Having campus IT handle these services can also create a tremendous gap between haves and have-nots. Grant-funded science can pay into cost-recovery operations, which many campus IT shops are. Grant-funded science can hire its own IT if it has to, as well as dedicated informaticists (though admittedly they mostly don't). Anybody who isn't grant-funded science and has data? Is out in the cold.
It's worth noting as well that even grant-funded science doesn't often think past grant expiration. For collaboration tools and grid computing resources, that's fine. For data curation? Not so fine.
Alma Swan, in a report well worth reading, posits four kinds of data-curation staff: data creators, data managers, data librarians, and data scientists. I'm not sure how far I can go with that. I agree with the skillsets as Swan lays them out; I'm just agog at the idea that any institution or research shop will be able to divvy up these tasks among four whole people!
It doesn't help Swan's case in my mind that I myself am half a data librarian and half a data manager. (Swan says that "the boundaries are fuzzy," but I'm not sure there are any boundaries at all!) Munging data to make it flow from one place to another? Been doing that these ten years. Looking after digital data as best I can to keep it usable for the long term? Sure. That's what an institutional-repository manager is for, right?
What I'm afraid of is that Swan has reified the job descriptions too soon, and that eager institutions will say to themselves "this! this is what we need!" before they do the hard work of making internal decisions about which pieces of the e-research puzzle they can and should assemble.
Make no mistake, it's okay not to do everything. If you're going to focus on big science and leave everybody else gasping, that's your choice; it may even be the only choice that pencils out, budget-wise. Personally, I'm of the opinion that big science doesn't need anybody's sloppy help for the most part, and the interesting problems are found elsewhere, but that's me.
The point is, I don't know and neither do you—and neither does Alma. It's too soon.
So how do we confront a big nebulous problem? By opening the door to happy accidents, I think. The consulting model for e-research in place at institutions like Purdue makes a lot more sense to me than some other approaches I've seen. You can do endless surveys or focus groups to figure out what institutional needs are, but there's nothing quite like throwing spaghetti at the wall and seeing what sticks.

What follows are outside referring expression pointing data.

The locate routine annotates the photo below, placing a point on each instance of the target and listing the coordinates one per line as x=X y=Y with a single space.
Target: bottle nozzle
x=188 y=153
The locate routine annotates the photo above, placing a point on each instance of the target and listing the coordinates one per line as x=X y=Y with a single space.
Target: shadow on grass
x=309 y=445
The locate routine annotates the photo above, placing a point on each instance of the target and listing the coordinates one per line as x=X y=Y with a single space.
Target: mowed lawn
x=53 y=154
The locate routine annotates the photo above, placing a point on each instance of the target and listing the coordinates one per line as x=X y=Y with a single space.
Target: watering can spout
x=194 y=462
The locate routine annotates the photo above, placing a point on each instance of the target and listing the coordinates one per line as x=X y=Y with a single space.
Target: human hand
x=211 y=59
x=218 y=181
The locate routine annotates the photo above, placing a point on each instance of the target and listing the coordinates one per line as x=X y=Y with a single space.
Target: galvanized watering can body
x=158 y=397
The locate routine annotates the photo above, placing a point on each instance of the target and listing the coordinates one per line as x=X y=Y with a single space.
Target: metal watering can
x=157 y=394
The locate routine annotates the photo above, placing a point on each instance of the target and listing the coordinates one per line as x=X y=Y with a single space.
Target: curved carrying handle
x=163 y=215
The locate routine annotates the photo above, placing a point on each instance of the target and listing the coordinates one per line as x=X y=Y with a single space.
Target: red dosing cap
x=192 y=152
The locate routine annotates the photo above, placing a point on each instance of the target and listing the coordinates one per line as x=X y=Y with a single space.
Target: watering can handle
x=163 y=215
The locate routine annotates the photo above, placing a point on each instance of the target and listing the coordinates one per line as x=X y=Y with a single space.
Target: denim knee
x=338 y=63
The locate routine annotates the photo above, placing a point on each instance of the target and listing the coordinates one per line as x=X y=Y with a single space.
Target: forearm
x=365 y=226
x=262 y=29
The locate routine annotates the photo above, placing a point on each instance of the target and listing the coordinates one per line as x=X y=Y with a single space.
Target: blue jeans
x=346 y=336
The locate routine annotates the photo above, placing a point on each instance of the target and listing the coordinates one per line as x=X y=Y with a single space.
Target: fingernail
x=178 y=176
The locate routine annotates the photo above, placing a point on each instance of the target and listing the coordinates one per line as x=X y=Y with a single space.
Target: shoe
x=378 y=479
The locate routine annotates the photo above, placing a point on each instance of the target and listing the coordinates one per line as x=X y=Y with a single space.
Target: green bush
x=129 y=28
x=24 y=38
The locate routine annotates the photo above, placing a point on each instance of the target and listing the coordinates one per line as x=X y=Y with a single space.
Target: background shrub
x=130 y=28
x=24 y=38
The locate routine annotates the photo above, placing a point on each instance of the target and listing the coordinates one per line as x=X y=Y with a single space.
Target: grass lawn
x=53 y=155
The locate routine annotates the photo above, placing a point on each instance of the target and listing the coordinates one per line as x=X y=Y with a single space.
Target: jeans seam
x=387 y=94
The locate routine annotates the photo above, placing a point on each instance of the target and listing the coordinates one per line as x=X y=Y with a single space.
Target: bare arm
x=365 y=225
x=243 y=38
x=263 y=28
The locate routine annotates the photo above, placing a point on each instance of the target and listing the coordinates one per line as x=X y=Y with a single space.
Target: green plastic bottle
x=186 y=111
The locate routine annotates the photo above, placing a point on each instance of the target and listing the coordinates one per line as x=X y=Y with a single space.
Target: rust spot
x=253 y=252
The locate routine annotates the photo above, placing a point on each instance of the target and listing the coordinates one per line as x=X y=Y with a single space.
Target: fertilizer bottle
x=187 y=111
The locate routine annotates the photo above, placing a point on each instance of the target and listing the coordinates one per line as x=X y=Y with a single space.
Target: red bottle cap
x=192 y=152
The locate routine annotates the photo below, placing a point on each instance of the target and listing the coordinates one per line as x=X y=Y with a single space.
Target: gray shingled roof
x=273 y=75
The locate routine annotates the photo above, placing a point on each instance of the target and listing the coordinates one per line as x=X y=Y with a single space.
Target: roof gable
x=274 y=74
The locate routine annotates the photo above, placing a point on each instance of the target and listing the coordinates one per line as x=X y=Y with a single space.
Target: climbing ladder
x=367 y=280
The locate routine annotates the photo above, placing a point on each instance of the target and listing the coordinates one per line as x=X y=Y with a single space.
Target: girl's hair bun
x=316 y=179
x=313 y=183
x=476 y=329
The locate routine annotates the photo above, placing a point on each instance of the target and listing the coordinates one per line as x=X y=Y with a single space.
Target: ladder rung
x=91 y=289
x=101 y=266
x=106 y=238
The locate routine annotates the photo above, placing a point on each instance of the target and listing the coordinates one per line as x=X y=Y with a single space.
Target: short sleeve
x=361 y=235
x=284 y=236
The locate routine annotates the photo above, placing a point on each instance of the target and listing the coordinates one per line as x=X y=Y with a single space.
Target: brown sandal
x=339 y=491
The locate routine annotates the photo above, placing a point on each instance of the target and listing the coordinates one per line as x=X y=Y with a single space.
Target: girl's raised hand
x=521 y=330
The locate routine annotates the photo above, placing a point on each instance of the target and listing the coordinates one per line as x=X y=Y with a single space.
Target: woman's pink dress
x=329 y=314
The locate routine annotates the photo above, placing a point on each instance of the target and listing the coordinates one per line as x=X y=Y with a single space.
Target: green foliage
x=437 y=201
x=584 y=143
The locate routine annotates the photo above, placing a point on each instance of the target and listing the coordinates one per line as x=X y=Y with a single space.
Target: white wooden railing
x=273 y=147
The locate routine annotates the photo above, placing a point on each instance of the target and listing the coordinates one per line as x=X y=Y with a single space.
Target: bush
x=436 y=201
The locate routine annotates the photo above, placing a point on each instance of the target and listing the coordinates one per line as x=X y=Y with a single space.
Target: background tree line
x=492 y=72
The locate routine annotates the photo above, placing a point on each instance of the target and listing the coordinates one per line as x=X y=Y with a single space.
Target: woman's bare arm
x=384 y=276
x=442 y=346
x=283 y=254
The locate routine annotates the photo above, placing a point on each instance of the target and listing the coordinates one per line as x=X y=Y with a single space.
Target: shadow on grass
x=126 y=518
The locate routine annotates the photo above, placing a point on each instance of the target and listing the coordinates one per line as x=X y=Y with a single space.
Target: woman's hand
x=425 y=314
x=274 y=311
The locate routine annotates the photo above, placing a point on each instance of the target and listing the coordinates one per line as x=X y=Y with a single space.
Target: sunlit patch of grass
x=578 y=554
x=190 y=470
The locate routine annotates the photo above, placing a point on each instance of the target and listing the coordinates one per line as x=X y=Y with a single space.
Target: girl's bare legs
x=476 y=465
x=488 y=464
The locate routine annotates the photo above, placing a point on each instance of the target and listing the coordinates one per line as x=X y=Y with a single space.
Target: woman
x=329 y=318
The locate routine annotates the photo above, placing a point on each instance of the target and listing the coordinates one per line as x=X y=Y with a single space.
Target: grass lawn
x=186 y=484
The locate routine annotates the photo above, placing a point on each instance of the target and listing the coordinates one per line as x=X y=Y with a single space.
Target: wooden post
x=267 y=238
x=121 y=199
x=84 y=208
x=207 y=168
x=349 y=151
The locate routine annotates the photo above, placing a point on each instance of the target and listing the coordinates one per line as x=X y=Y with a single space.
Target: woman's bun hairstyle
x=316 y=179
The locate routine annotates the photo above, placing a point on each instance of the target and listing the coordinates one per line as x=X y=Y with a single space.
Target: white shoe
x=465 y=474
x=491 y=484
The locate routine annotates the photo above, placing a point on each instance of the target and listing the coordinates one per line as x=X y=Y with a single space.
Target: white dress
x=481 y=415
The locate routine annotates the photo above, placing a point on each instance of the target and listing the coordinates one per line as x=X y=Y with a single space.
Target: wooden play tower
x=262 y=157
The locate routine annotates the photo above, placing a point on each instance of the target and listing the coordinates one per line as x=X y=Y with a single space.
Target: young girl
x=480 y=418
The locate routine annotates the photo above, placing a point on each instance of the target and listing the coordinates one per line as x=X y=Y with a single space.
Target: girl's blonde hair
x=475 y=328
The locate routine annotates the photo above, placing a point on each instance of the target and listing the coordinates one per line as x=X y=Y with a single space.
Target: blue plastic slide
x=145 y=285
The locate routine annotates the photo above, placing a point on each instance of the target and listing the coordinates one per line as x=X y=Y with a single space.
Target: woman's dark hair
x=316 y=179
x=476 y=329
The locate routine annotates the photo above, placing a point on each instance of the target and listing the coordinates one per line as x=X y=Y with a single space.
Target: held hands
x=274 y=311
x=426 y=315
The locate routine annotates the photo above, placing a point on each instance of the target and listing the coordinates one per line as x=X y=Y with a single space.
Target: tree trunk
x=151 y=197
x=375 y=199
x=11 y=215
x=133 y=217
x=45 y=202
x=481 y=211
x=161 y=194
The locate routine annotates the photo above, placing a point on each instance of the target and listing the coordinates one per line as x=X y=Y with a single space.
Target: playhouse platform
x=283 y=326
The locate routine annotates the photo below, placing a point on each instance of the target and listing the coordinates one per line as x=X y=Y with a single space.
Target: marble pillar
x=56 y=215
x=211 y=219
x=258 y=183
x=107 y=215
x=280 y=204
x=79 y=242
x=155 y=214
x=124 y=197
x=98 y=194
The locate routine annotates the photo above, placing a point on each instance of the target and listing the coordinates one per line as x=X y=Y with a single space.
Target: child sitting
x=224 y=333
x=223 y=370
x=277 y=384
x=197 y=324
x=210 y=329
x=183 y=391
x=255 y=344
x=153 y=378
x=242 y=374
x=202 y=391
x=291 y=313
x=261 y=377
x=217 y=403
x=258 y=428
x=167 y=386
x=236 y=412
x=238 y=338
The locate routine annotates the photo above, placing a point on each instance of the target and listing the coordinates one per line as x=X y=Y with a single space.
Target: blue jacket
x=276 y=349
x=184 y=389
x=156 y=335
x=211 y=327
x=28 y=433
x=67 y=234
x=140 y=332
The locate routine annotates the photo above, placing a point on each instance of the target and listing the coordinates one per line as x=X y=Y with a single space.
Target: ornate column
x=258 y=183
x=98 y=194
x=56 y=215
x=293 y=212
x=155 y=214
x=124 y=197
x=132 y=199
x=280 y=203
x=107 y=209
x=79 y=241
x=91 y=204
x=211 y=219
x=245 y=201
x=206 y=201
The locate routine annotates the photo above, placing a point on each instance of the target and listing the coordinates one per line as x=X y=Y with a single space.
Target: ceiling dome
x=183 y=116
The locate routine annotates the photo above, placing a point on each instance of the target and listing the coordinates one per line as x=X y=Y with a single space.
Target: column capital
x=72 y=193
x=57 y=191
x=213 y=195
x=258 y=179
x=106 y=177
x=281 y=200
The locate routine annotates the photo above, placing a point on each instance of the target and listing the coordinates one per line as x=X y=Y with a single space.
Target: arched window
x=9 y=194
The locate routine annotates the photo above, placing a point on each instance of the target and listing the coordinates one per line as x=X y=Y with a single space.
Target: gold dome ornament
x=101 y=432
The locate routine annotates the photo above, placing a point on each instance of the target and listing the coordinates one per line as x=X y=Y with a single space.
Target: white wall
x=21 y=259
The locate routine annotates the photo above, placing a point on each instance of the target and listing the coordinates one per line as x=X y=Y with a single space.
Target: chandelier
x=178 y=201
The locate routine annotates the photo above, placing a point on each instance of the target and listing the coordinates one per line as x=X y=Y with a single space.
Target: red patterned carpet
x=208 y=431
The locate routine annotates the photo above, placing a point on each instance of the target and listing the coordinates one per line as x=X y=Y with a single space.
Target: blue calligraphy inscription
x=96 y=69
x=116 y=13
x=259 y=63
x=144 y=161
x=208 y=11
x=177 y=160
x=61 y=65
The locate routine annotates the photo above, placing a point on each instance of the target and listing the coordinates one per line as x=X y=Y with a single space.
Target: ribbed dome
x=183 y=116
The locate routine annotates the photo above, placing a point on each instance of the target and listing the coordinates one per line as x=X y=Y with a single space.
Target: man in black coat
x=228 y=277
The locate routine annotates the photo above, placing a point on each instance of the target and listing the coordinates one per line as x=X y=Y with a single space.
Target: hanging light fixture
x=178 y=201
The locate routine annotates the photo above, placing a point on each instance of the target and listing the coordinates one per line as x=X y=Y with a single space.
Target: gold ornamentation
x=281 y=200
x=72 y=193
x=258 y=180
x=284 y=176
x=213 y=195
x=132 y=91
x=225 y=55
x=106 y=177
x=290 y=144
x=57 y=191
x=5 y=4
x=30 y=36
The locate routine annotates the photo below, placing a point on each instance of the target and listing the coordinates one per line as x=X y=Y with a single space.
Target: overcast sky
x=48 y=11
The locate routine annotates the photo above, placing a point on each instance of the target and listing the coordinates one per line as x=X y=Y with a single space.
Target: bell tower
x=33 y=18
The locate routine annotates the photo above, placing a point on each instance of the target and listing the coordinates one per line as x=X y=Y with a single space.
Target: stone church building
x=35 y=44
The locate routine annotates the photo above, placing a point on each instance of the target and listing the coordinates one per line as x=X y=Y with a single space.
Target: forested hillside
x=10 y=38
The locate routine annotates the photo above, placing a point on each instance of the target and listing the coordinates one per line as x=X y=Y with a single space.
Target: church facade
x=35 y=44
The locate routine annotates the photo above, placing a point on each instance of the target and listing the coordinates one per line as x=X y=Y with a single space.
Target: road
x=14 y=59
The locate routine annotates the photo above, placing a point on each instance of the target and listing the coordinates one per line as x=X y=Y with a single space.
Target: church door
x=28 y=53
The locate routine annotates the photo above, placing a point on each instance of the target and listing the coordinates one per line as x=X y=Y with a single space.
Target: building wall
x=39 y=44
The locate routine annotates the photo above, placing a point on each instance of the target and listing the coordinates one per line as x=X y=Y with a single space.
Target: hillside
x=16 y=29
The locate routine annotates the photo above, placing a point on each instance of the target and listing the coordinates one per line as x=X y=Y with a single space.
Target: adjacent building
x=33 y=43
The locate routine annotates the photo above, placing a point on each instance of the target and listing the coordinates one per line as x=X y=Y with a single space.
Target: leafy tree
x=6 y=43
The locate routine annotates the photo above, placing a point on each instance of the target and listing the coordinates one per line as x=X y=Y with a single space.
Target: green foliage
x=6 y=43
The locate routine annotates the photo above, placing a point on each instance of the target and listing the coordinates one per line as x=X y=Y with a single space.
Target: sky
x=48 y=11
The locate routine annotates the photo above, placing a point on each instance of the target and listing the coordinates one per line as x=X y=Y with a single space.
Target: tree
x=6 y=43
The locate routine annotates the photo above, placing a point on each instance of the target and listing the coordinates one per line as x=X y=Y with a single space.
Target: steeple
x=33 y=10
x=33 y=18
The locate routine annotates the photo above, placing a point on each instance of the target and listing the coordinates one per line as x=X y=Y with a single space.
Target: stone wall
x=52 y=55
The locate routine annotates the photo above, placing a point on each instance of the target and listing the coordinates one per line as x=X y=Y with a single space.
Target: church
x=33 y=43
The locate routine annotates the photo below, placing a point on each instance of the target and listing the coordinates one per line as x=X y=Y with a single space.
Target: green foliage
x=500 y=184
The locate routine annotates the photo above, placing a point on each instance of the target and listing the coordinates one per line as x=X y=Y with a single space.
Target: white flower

Sure, it's a risky strategy. It has the virtue of being cheap, however, compared to buying a lot of big iron before the local need is established. It also assumes that you have the right kind of people on staff—can-do souls comfortable with a lot of uncertainty and able to learn fast. Staffing a speculative consulting operation with the change-averse is a fast road to oblivion.
We're all accidental informaticists. We'll all have to learn by doing. That's okay. Let's do it!